I want to declare an ending sequence after a initial sequence:

%token B
%token W
%token EOL

%start<unit> main

%% 

seq    :                {}
       | seq B          {}
       | seq W          {}
       ;

ending :                {}
       | W W W          {}
       ;

main   : seq ending EOL {}

This grammar accept a sequence like B W B W W W EOL, but fail with B W W B EOL

$ echo "B W W B EOL" | menhir --interpret --interpret-show-cst bw.mly 
Warning: one state has shift/reduce conflicts.
Warning: one shift/reduce conflict was arbitrarily resolved.
Ready!
REJECT

I’ve seen the conflict pointed by the parser, and I understand it, but I do not know how to deal with the priority operators in order to solve it.

Does anybody know a way to make the grammar accept an ending sequence and give the it the priority over the initial sequence ?

Regards

Why should “B W W B” not be accepted? “ending” can parse the empty string, and seq is effectively (“B” | “W”)* isn’t it?

Can you specify more precisely what language you want to parse? [I recognize the contradiction in asking for “more precisely” when, in our field, the way you do that, is to write a grammar *grin*]

The language you’re trying to accept is:

(B|W)*(WWW)?<EOL>

yes?

Thanks for taking a look to my problem!

Why should “B W W B” not be accepted?

This what I do not fully understand. This shall be accepted on the paper, but menhir reject this sequence.

Can you specify more precisely what language you want to parse?

I have reduce the problem to a minimal (non-)working example, but my intention is to parse the conjugation of French verbs. To keep it simple, in English with the verb “to walk” you have the stem “walk” and thoses suffixes:

  • walk-{}
  • walk-ed
  • walk-ing
  • walk-s

In French you have much more declinations, and I’m falling in an error like the one presented in the first grammar:

  • err-e
  • err-er
  • err-erez
  • err-ez

The menhir documentation explain how to deal with conflicts, and the use of priority operators in order to tell the parser which rule to apply, but I didn’t find a way to make it accept my grammar with only two tokens!

It seems like the grammar has an inherent ambiguity no?

Should B W W W be parsed as

  • [seq: [seq: [seq: [seq: [seq:] B] W] W] W]
  • [seq: [seq:] B] [ending: W W W]

OK, now I get your problem. I thought you were asking why the -grammar- should not accept BWWB, not why the menhir automaton did not accept it.

Sure, your grammar is ambiguous (as @Gopiandcode points out). So let’s step away from it: what language are you trying to parse?

In the examples you give, are what are the tokens? Are they “walk”, “ed”, “ing”, “err”, “e” etc? Or are they characters? There’s a well-understood problem that there can be nondeterminism at the level of characters, which can be handled in a lexer, leaving determinism at the level of parsing. So a better explanation of the language you’re trying to parse would be useful.

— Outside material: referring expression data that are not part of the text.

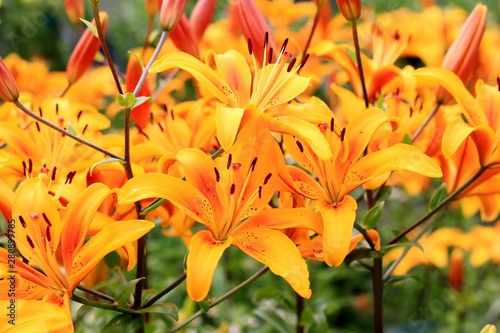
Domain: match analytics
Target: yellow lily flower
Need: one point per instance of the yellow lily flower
(347, 170)
(228, 196)
(43, 227)
(229, 78)
(480, 112)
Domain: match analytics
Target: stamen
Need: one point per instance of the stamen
(217, 175)
(23, 223)
(267, 178)
(291, 64)
(301, 148)
(46, 219)
(30, 242)
(252, 166)
(304, 60)
(53, 177)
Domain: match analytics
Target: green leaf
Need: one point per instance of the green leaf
(104, 161)
(204, 305)
(122, 295)
(372, 217)
(71, 129)
(91, 27)
(112, 260)
(361, 253)
(169, 309)
(438, 196)
(122, 323)
(407, 139)
(141, 100)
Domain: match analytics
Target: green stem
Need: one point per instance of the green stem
(164, 291)
(222, 298)
(63, 131)
(355, 38)
(378, 299)
(426, 122)
(442, 204)
(101, 305)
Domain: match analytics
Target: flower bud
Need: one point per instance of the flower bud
(171, 12)
(8, 86)
(350, 9)
(85, 50)
(201, 16)
(456, 273)
(254, 27)
(74, 10)
(462, 54)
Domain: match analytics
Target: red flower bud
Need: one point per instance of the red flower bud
(74, 10)
(8, 86)
(85, 50)
(462, 54)
(171, 12)
(350, 9)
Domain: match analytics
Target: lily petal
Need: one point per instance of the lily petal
(277, 251)
(204, 254)
(338, 221)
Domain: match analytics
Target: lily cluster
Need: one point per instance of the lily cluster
(252, 158)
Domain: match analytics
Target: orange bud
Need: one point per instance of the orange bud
(350, 9)
(171, 12)
(85, 50)
(462, 54)
(8, 86)
(254, 27)
(152, 7)
(184, 39)
(201, 16)
(74, 10)
(456, 273)
(140, 114)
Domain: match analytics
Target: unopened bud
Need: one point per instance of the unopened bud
(8, 86)
(171, 12)
(456, 273)
(462, 54)
(85, 50)
(74, 10)
(350, 9)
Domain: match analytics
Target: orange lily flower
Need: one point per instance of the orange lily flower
(227, 196)
(228, 77)
(347, 170)
(480, 112)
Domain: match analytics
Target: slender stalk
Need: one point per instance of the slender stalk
(355, 38)
(378, 299)
(104, 45)
(222, 298)
(101, 305)
(299, 308)
(63, 131)
(142, 79)
(164, 291)
(426, 121)
(442, 204)
(96, 293)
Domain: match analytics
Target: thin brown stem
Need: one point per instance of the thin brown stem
(63, 131)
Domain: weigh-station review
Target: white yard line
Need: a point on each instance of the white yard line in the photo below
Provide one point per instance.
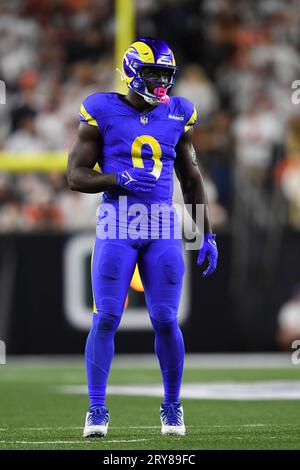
(83, 441)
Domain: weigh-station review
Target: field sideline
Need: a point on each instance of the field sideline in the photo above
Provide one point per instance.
(43, 404)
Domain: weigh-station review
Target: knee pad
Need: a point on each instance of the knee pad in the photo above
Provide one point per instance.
(164, 327)
(107, 322)
(163, 313)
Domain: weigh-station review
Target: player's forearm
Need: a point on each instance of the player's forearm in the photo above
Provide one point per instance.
(86, 180)
(194, 193)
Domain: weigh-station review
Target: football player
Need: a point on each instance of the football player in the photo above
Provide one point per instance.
(137, 139)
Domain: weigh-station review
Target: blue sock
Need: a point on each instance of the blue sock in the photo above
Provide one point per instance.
(99, 353)
(169, 348)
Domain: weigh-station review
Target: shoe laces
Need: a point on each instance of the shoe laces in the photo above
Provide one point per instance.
(99, 415)
(171, 412)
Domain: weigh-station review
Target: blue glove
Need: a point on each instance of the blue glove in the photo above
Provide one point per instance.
(209, 248)
(136, 179)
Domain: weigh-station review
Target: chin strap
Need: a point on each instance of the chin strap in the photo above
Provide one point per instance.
(161, 94)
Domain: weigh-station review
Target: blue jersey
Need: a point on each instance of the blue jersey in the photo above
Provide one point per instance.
(134, 139)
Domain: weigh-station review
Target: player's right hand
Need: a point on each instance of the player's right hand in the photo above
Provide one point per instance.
(136, 179)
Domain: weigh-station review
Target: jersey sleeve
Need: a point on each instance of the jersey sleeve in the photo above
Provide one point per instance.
(190, 115)
(87, 113)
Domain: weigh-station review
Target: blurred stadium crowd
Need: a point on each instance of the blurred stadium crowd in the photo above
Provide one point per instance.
(237, 64)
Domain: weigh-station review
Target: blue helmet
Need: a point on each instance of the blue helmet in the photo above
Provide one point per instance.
(148, 52)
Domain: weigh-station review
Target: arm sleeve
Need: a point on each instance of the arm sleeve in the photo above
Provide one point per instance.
(87, 114)
(191, 115)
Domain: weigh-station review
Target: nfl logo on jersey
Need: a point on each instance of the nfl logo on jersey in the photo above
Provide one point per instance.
(144, 120)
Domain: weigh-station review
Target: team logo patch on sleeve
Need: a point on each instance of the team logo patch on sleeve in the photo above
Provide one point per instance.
(177, 117)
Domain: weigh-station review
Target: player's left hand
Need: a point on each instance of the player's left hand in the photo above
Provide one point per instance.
(209, 248)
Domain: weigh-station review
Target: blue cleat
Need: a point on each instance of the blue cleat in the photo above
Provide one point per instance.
(96, 422)
(171, 417)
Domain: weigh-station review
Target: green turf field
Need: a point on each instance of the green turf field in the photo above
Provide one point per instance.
(34, 414)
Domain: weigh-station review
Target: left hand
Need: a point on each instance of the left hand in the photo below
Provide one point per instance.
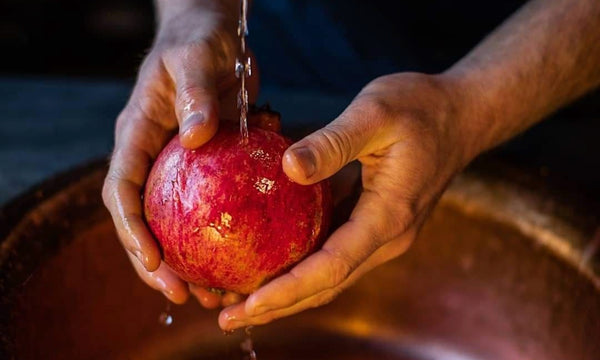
(403, 129)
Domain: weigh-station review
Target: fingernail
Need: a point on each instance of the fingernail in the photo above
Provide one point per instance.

But backing up, if you’re actually trying to parse actual natural language, I suspect you probably want to back up and look into the literature. using deterministic parsers for this stuff failed decades ago, and an entire field of probabilistic parsing grew up in its stead. [I’m no specialist, so it’s possible that probabilistic parsing got supplanted by something else, too] Also, even if you don’t go look at that stuff, you probably will want to at least look into Earley or CYK parsing: so you can write arbitrary CFGs.

Thanks for the clarification. I admit that I embarked on this project without really taking the time to read up on the existing points beforehand, seeing it as both a way to learn OCaml grammars and to explore the field of linguistics.

I’ll take a look at it all with a cool head.